OCR for your old scanner/printer’s E-mails

Yesterday I explained how to make a scrap computer do OCR on your scanner/printer’s scanned PDFs in case you have a SMB file share (a Windows file share) where the printer will write to.

I also promised I would make the E-Mail feature of the printer send E-mails with the PDFs in that E-mail being OCR scanned.

I had earlier explained how you can make your old scanner/printer support modern SMTP servers that have TLS, by introducing a scrap computer running Postfix to forward the E-mails for you.
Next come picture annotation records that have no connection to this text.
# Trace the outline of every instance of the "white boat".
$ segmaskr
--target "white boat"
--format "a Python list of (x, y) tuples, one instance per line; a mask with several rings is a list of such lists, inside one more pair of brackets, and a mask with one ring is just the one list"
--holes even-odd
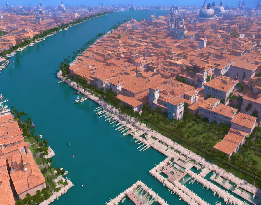
[(68, 171), (65, 171), (64, 174), (64, 176), (65, 175), (66, 175), (67, 174), (68, 174)]
[(18, 52), (22, 51), (24, 50), (24, 48), (18, 48), (17, 49), (17, 51)]
[(74, 102), (74, 103), (79, 103), (79, 102), (83, 102), (85, 100), (86, 100), (87, 99), (87, 98), (86, 97), (83, 97), (82, 98), (80, 98), (80, 97), (78, 96), (77, 97), (77, 99), (75, 100), (75, 102)]

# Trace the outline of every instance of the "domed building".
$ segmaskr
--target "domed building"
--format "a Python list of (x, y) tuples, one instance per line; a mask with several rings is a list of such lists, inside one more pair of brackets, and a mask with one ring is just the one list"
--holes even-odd
[(215, 15), (218, 17), (224, 15), (225, 14), (225, 9), (222, 6), (222, 2), (220, 3), (220, 5), (219, 6), (216, 6), (215, 8), (214, 11)]
[(211, 9), (209, 6), (210, 6), (210, 4), (207, 7), (202, 8), (199, 12), (198, 18), (199, 22), (206, 22), (214, 19), (215, 16), (214, 10)]
[(42, 14), (43, 9), (42, 8), (42, 7), (41, 6), (42, 4), (41, 3), (41, 2), (40, 2), (40, 4), (39, 4), (37, 6), (37, 10), (38, 11), (39, 14)]
[(64, 12), (65, 11), (65, 6), (63, 4), (63, 2), (61, 2), (61, 4), (58, 6), (58, 10), (59, 11)]

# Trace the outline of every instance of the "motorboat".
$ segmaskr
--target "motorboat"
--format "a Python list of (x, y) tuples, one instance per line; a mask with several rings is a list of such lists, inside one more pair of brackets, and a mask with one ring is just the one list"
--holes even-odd
[(24, 48), (18, 48), (17, 49), (17, 51), (18, 52), (20, 51), (22, 51), (24, 50)]

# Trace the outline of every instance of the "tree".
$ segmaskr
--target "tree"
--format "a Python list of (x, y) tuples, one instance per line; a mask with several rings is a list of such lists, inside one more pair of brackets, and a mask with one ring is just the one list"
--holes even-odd
[(161, 114), (162, 113), (162, 110), (160, 108), (157, 107), (154, 109), (154, 112), (159, 114)]
[(188, 67), (186, 67), (186, 70), (188, 72), (191, 72), (192, 70)]
[(247, 104), (247, 106), (246, 107), (245, 110), (247, 112), (251, 109), (252, 108), (252, 105), (251, 103), (249, 103)]
[(258, 112), (256, 109), (255, 109), (253, 111), (253, 112), (252, 112), (252, 114), (251, 114), (251, 116), (253, 116), (253, 117), (255, 117), (258, 118)]
[(230, 35), (233, 36), (234, 37), (236, 37), (237, 34), (236, 33), (236, 31), (234, 31), (232, 32), (231, 32), (229, 33)]
[(186, 80), (186, 79), (185, 79), (185, 78), (183, 76), (181, 76), (179, 77), (177, 77), (176, 79), (178, 81), (179, 81), (180, 82), (181, 82), (183, 83), (187, 83), (187, 81)]

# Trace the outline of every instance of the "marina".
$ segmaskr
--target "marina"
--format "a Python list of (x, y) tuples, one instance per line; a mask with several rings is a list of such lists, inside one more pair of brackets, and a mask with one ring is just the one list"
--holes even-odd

This article depends on that, of course. As we will let the scrap computer now do the OCR part. If you have not yet done that, first do it before continuing here.

I looked at Xavier Merten‘s CockooMX, and decided to massacre it until it would do what I want it to do. Namely call ocrmypdf on the application/pdf attachments and then add the resulting PDF/A (which will have OCR text) to the E-mail.

First install some extra software: apt-get install libmime-tools-perl . It will provide you with MIME::Tools, we will use MIME::Parser and MIME::Entity.

Create a Perl script called /usr/local/bin/ocrpdf.pl (chmod 755 it) that looks like this (which is Xavier’s CockooMX massacred and reduced to what I need – Sorry Xavier. Maybe we could try to make CockooMX have a plugin like infrastructure? But writing what looks suspicious to a database ain’t what I’m aiming for here):


#!/usr/bin/perl

# Copyright note

use Digest::MD5;
use File::Path qw(make_path remove_tree);
use File::Temp;
use MIME::Parser;
use Sys::Syslog;
use strict;
use warnings;

use constant EX_TEMPFAIL => 75; # Mail sent to the deferred queue (retry)
use constant EX_UNAVAILABLE => 69; # Mail bounced to the sender (undeliverable)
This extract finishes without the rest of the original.